這個時候,李燃才是真的對父皇心如死灰,他總算承認在父皇的心里,只有李恒才是他真正的兒子。
楊家覆滅后,陛下很明顯不想再看到這個兒子,冊封安王后便將人打發去了封地。
李燃,已經在準備造反了。
既然父皇從未將他當做兒子,那么他便是擔上這弒父殺兄的罪名又如何
去封地路途遙遠,但是江嚶嚶心情不錯。其實時間久了她也有些厭倦了,她不想再看東宮的鬧劇了,離東宮那些個煩人精遠遠的讓她整個人都精神不少。
路上正值春時,景色宜人。春風繞堤,馬車搖搖晃晃的不像是去趕路,像是在游玩。遇上景色好的地方,就停留下來歇幾日。
晚上住在干凈整潔的官驛,透過樓臺可以看到遠處萬家燈火如同繁星一般,這是京都不常能見到的景色。

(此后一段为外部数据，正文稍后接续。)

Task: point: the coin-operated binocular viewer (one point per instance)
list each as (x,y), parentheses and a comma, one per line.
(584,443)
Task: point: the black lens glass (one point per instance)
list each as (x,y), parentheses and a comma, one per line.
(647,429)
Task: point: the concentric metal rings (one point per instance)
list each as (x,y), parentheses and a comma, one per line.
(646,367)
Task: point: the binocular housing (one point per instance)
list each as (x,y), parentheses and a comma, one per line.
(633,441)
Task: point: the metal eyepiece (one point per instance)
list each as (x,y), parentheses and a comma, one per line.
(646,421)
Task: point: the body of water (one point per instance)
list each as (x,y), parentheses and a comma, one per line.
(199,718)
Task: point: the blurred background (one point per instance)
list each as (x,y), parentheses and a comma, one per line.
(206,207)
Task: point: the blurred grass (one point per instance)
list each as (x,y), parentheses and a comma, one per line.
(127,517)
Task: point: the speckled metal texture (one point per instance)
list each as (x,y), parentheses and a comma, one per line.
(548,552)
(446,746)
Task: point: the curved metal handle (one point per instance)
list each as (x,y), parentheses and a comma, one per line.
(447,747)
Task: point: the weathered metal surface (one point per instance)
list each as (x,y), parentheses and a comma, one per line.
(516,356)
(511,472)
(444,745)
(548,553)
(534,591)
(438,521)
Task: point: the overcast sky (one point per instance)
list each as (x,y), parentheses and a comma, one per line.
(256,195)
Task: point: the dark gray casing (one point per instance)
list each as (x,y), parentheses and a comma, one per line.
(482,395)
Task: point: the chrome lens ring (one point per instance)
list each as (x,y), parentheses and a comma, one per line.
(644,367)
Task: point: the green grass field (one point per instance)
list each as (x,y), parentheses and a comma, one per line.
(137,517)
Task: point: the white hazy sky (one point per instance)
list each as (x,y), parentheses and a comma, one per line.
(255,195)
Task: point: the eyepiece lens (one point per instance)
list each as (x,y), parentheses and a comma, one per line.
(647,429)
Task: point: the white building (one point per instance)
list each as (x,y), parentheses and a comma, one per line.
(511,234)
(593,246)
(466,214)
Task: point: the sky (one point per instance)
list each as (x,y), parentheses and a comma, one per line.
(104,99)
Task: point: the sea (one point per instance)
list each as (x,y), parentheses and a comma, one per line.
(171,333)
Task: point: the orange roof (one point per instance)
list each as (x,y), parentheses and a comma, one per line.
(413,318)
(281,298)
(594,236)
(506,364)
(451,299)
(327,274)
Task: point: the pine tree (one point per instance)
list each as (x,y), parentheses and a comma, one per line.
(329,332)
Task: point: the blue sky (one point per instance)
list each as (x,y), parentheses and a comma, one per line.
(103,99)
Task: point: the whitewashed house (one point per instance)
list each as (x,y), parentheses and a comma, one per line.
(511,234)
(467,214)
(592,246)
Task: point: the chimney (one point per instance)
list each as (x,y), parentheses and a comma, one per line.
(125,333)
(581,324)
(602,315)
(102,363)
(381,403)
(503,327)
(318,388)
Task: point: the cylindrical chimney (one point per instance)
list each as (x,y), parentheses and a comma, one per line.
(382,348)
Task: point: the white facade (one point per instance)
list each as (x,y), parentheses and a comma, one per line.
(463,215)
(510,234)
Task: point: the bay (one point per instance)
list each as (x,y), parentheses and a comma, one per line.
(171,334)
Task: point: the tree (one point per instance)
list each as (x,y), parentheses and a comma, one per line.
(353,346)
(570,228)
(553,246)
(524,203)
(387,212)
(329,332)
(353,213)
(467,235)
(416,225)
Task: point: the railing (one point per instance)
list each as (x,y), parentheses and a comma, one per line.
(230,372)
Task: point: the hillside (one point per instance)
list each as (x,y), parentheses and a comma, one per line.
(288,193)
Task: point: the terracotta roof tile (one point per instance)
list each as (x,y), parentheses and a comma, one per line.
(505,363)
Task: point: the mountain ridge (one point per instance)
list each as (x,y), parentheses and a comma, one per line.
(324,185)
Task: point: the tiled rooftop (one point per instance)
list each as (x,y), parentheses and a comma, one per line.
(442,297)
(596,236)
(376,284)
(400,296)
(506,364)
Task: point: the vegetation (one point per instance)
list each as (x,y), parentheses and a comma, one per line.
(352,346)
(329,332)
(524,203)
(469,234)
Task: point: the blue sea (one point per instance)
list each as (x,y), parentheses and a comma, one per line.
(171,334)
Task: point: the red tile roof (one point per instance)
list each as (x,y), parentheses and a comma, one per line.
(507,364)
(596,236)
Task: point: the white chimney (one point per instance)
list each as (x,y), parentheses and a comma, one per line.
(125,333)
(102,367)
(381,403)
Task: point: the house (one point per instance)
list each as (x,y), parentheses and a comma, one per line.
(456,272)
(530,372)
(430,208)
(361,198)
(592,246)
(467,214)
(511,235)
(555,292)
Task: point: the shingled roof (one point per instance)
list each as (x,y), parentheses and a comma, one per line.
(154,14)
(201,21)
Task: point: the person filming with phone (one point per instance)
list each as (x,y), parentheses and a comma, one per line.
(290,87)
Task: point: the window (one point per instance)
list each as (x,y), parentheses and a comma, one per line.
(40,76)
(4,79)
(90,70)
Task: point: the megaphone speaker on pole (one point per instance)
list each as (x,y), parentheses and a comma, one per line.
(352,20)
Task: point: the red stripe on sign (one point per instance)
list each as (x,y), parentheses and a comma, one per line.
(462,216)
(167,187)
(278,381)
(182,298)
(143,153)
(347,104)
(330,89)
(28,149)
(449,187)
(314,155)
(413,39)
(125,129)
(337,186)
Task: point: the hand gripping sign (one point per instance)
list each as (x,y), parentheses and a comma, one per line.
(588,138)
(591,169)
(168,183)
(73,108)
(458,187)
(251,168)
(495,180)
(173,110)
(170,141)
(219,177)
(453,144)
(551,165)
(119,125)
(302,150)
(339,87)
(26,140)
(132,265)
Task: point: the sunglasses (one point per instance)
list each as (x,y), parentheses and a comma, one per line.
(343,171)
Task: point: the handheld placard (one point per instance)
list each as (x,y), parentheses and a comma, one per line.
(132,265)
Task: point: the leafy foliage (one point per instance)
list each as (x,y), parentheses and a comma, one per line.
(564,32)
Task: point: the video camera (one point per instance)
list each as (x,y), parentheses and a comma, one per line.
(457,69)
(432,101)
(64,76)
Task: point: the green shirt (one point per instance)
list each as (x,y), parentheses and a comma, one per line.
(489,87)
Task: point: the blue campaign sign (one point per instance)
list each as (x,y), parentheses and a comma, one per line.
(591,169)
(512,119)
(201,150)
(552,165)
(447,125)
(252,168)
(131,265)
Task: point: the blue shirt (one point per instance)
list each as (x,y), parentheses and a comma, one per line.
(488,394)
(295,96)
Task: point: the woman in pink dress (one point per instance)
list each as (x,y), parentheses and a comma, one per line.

江嚶嚶沐浴完換上干凈的寢衣,透過窗看著外面的景色突然很想吃糖葫蘆,坐在床沿邊晃著腿指使李燃去買。
李燃和從屬們商量完事,才隔壁回來,他看了眼窗外,已經沒什么攤販了。但是出來這么久,嚶嚶難得有想吃的東西,他笑著說好,問她還想不想要別的什么。
江嚶嚶晃著腿,搖搖頭。
殿下出去了。
扶姞見慣了王妃的無理取鬧,知道這是今日殿下一天里大半時候都和鄒先生幾人待在一起,叫她心情有些不爽快了,所以找些事,讓殿下親自去給她買吃的。殿下未必不知道,只是慣是縱著她的。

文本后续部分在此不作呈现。